Padahal, sepanjang pengalamannya membantu Presiden, hampir seluruh permintaan perwira aktif untuk duduk di jabatan sipil di luar Pasal 47 itu datang dari Presiden atau menteri teknis yang bersangkutan, karena hubungan personal antara pejabat dengan perwira TNI yang diajukan. Jadi, bukan karena adanya arahan sistematis dari Mabes TNI, proyeksi karier ke depan, dan sebagainya. Hal ini lebih Andi khawatirkan daripada isu kembalinya dwifungsi ABRI.

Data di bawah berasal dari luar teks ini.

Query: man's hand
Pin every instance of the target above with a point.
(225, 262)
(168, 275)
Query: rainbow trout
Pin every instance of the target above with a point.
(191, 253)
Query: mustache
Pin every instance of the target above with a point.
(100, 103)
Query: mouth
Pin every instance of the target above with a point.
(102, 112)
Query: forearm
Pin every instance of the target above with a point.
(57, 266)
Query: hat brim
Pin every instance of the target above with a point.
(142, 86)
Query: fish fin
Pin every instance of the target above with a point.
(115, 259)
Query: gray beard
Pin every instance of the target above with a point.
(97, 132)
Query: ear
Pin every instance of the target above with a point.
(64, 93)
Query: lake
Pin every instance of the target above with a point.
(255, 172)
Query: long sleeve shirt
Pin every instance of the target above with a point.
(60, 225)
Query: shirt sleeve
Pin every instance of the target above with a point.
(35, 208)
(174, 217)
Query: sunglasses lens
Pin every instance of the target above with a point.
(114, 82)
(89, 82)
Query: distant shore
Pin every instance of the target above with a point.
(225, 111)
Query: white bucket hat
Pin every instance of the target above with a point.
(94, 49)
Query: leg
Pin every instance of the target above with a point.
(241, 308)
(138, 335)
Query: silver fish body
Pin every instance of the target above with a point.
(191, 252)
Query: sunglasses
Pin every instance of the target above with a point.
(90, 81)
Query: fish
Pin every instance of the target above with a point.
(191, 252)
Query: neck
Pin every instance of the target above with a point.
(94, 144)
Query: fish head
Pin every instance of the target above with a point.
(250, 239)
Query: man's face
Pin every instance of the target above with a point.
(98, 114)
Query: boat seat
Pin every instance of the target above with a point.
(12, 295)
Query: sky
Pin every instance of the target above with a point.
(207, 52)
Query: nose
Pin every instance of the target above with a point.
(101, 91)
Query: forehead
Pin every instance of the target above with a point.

“Jadi tidak dari Panglima TNI ke asisten personel untuk menugaskan beberapa perwira menduduki jabatan-jabatan di luar Pasal 47, tapi selalu datang dari menteri yang punya hubungan personal khusus dengan seorang perwira, disampaikan, kemudian kita berusaha mencari celahnya agar tidak terlalu menabrak Undang-Undang TNI,” ungkap Andi.

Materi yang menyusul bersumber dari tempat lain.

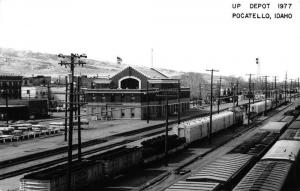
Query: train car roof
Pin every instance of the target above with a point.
(265, 175)
(287, 118)
(192, 186)
(222, 169)
(291, 134)
(295, 125)
(283, 150)
(256, 145)
(274, 126)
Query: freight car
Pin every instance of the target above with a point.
(274, 170)
(198, 128)
(260, 107)
(55, 179)
(86, 173)
(192, 186)
(228, 169)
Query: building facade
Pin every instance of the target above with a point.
(10, 85)
(37, 81)
(31, 92)
(132, 92)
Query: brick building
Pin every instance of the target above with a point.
(11, 85)
(37, 81)
(126, 95)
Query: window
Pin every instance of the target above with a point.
(103, 98)
(112, 98)
(132, 98)
(122, 113)
(132, 112)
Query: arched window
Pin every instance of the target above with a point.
(130, 82)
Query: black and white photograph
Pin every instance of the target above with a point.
(149, 95)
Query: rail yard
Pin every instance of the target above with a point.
(200, 163)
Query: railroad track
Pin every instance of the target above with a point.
(63, 150)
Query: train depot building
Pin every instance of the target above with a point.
(127, 94)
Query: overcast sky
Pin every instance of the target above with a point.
(186, 35)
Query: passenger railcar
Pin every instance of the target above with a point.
(274, 169)
(198, 128)
(192, 186)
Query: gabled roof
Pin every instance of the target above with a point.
(102, 81)
(150, 73)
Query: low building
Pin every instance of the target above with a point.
(127, 94)
(10, 85)
(36, 81)
(24, 109)
(34, 92)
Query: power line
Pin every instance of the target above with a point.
(211, 100)
(74, 60)
(249, 92)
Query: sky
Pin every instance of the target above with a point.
(185, 35)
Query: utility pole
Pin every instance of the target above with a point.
(219, 95)
(266, 86)
(291, 90)
(78, 117)
(275, 77)
(285, 84)
(233, 94)
(48, 96)
(200, 95)
(167, 130)
(148, 109)
(66, 109)
(6, 105)
(250, 75)
(74, 60)
(178, 101)
(237, 92)
(253, 92)
(298, 88)
(166, 95)
(211, 100)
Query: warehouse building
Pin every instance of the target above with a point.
(126, 95)
(10, 85)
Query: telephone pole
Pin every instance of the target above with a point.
(78, 117)
(291, 90)
(200, 95)
(237, 92)
(219, 95)
(253, 92)
(275, 77)
(148, 109)
(178, 100)
(250, 75)
(74, 60)
(285, 84)
(266, 86)
(211, 100)
(66, 110)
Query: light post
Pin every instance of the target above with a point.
(74, 60)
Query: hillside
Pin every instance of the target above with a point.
(27, 63)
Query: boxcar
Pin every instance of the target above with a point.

Namun, kasus-kasus seperti itu disebut Andi sangat sedikit, dalam 10 tahun terakhir tidak sampai 10 kasus, semacam anomali saja, sehingga hanya ditangani menggunakan pendekatan-pendekatan khusus.
Anggota TNI yang hendak ditempatkan di jabatan sipil idealnya adalah anggota yang sudah tidak aktif atau mengajukan pensiun dini. Namun, ada dua hal yang menyebabkan mengapa saat ini perwira aktif TNI bisa menjabat di ranah sipil. Pertama karena ada kebutuhan di kementerian biasanya terkait dengan kompetensi, dan yang kedua ada sumbatan karier di tubuh TNI itu sendiri sejak berakhirnya dwifungsi ABRI.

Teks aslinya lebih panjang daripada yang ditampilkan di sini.